Guangxi University, Life Science and Biotechnology College, Nanning, Guangxi, 530004 , China.
Expert Opin Drug Discov. 2011 Jun;6(6):619-31. doi: 10.1517/17460441.2011.571671. Epub 2011 Mar 26.
The 2009-H1N1 influenza pandemic has prompted new global efforts to develop new drugs and drug design techniques to combat influenza viruses. While there have been a number of attempts to provide drugs to treat influenza, drug resistance has been a major problem with only four drugs currently approved by the FDA for its treatment.

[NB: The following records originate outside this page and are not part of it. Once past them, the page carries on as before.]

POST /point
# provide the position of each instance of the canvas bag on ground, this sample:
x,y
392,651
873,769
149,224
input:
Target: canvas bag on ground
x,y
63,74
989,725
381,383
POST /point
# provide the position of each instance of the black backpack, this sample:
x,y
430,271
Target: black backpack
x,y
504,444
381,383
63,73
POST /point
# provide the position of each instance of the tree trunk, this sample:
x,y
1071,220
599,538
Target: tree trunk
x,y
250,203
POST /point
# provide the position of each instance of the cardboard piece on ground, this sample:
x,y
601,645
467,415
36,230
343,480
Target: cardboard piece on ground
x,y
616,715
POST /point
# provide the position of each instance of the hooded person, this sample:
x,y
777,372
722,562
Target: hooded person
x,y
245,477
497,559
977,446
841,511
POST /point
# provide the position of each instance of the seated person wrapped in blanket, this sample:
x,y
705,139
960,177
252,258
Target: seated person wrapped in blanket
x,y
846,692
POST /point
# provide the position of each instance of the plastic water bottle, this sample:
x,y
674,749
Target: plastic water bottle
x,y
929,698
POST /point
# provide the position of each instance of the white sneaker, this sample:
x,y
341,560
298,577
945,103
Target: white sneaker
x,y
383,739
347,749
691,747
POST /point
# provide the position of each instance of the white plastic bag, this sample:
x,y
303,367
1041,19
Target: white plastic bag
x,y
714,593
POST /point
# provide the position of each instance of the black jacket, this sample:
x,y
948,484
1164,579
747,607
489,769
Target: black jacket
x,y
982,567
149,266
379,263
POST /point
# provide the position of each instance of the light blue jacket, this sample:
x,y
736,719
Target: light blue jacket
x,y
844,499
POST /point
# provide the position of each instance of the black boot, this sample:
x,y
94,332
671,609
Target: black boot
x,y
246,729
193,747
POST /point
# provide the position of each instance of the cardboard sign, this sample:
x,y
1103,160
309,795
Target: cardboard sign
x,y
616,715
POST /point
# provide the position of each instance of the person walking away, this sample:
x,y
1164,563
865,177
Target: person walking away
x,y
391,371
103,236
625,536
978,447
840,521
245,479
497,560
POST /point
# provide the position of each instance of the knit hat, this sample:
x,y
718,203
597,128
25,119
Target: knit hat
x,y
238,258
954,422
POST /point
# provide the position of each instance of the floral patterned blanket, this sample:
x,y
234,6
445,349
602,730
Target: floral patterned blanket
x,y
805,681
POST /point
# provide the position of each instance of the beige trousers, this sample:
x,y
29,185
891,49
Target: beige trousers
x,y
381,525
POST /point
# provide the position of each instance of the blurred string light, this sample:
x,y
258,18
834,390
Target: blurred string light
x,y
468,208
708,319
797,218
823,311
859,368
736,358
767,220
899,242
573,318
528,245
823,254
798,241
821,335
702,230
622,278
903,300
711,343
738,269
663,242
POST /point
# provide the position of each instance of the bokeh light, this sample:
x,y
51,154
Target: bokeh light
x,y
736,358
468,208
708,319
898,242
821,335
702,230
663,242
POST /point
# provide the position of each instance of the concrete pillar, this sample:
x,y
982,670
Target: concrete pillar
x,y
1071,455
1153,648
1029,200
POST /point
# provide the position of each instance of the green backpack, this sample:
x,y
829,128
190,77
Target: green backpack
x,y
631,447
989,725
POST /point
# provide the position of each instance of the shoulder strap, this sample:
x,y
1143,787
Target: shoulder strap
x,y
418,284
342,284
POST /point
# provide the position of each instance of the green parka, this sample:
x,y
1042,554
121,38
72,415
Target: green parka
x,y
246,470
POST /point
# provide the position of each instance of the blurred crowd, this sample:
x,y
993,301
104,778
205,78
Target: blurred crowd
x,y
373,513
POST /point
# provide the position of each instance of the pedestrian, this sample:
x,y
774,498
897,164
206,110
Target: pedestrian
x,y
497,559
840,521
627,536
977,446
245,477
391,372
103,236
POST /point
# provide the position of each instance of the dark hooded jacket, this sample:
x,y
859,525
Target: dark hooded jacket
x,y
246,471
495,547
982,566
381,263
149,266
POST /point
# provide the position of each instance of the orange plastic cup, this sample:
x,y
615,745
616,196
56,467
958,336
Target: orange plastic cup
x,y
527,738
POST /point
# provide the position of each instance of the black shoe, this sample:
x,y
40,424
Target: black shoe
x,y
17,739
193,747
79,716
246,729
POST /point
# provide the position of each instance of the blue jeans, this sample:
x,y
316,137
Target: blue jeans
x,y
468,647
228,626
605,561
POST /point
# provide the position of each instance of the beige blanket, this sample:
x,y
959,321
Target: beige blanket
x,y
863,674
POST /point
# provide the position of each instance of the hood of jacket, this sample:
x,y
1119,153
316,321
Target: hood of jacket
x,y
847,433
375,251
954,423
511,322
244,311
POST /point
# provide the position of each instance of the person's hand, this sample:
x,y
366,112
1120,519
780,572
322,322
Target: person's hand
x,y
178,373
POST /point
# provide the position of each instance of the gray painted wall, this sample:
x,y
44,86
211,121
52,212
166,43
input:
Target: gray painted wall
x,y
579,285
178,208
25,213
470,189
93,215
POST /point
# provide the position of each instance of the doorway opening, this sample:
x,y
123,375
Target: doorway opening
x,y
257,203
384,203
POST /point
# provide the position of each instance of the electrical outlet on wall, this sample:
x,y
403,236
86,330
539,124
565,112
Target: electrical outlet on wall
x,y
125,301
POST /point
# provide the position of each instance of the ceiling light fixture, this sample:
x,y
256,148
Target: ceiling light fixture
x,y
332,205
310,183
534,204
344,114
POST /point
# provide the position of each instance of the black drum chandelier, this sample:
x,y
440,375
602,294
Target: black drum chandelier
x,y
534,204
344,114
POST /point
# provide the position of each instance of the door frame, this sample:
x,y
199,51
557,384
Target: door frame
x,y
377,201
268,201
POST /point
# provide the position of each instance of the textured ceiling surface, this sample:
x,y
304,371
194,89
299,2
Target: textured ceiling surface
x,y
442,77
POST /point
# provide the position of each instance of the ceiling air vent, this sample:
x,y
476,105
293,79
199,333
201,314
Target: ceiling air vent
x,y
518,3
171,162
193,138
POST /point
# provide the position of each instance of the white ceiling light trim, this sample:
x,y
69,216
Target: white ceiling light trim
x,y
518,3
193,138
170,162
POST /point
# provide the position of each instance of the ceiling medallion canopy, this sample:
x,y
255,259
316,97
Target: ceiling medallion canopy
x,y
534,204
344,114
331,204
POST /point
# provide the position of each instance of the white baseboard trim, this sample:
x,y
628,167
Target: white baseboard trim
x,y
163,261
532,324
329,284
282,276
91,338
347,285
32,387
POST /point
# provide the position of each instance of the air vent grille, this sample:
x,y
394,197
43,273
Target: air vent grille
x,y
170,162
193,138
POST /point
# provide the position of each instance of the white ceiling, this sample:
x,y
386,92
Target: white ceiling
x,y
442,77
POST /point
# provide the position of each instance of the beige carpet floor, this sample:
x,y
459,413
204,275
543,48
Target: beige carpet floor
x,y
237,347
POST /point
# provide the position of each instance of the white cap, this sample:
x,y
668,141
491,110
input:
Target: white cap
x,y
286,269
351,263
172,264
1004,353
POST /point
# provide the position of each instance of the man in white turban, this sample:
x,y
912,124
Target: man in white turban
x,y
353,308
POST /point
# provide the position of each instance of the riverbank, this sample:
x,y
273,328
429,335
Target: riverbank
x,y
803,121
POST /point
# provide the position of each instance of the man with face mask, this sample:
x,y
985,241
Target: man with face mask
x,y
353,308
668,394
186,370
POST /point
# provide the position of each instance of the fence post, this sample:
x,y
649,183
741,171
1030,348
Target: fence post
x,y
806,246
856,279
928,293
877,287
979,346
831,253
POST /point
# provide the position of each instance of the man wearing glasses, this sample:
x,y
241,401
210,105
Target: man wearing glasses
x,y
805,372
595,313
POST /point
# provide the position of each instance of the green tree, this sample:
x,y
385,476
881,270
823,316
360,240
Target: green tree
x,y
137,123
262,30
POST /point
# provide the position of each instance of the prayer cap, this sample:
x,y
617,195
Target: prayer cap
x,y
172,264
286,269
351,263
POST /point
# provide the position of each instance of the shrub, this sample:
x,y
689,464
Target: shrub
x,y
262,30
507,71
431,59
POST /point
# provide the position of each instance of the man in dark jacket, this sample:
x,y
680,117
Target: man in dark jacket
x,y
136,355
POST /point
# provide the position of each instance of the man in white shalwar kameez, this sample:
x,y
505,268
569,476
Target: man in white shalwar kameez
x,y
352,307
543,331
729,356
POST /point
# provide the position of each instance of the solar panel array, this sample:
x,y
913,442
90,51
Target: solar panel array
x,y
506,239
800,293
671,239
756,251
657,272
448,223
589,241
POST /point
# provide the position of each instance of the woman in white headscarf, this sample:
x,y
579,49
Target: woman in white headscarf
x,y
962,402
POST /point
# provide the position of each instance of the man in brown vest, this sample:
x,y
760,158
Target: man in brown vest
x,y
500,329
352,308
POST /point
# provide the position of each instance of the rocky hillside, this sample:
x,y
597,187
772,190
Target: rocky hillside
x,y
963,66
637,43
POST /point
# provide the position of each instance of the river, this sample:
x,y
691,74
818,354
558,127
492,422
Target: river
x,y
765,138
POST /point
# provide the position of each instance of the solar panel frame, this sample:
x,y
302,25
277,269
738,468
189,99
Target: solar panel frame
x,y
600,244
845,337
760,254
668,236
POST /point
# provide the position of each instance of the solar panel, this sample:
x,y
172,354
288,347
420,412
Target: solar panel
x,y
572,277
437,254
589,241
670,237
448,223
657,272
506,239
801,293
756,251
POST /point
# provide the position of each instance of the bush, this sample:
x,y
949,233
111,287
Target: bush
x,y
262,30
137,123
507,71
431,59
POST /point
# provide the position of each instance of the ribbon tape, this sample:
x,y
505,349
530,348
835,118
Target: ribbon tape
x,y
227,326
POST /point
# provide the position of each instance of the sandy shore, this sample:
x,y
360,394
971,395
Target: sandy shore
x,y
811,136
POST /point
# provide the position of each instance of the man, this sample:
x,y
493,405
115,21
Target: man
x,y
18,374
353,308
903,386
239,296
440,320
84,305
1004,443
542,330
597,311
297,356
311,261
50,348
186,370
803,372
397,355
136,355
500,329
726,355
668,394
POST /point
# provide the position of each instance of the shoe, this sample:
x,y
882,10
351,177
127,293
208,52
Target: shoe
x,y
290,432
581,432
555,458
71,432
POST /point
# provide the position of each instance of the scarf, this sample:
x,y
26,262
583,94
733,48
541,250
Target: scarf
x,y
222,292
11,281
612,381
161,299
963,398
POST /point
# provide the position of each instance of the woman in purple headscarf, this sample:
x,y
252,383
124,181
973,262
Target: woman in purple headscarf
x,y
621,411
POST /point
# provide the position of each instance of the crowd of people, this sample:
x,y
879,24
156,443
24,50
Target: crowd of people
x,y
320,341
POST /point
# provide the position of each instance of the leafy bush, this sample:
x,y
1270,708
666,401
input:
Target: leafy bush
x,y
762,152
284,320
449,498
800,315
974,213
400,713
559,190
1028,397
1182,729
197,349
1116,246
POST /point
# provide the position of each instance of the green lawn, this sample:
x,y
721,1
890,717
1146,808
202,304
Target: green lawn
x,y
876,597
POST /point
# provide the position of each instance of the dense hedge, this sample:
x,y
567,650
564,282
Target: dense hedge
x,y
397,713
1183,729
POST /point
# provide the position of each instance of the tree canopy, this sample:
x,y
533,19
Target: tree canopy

In this review, the drug-resistant problem of influenza A viruses is discussed and summarized. The article also introduces the experimental and computational structures of drug targeting proteins, neuraminidases, and of the M2 proton channel. Furthermore, the article illustrates the latest drug candidates and techniques of computer-aided drug design with examples of their application, including virtual in silico screening and scoring, AutoDock and evolutionary technique AutoGrow.
Structure-based drug design is the inventive process for finding new drugs based on the structural knowledge of the biological target. Computer-aided drug design strategies and techniques will make drug discovery more effective and economical. It is anticipated that the recent advances in structure-based drug design techniques will greatly help scientists to develop more powerful and specific drugs to fight the next generation of influenza viruses.
2009 年 H1N1 流感大流行促使全球新努力开发新药和药物设计技术来对抗流感病毒。尽管已经有许多尝试提供药物来治疗流感,但耐药性一直是一个主要问题,目前只有四种药物被 FDA 批准用于治疗流感。
本文讨论和总结了甲型流感病毒的耐药性问题。文章还介绍了药物靶蛋白、神经氨酸酶和 M2 质子通道的实验和计算结构。此外,本文通过实例说明了计算机辅助药物设计的最新候选药物和技术,包括虚拟计算机筛选和评分、AutoDock 和进化技术 AutoGrow。
基于生物靶标的结构知识寻找新药的药物设计是一种创造性过程。计算机辅助药物设计策略和技术将使药物发现更加有效和经济。预计基于结构的药物设计技术的最新进展将极大地帮助科学家开发更强大和更具特异性的药物来对抗下一代流感病毒。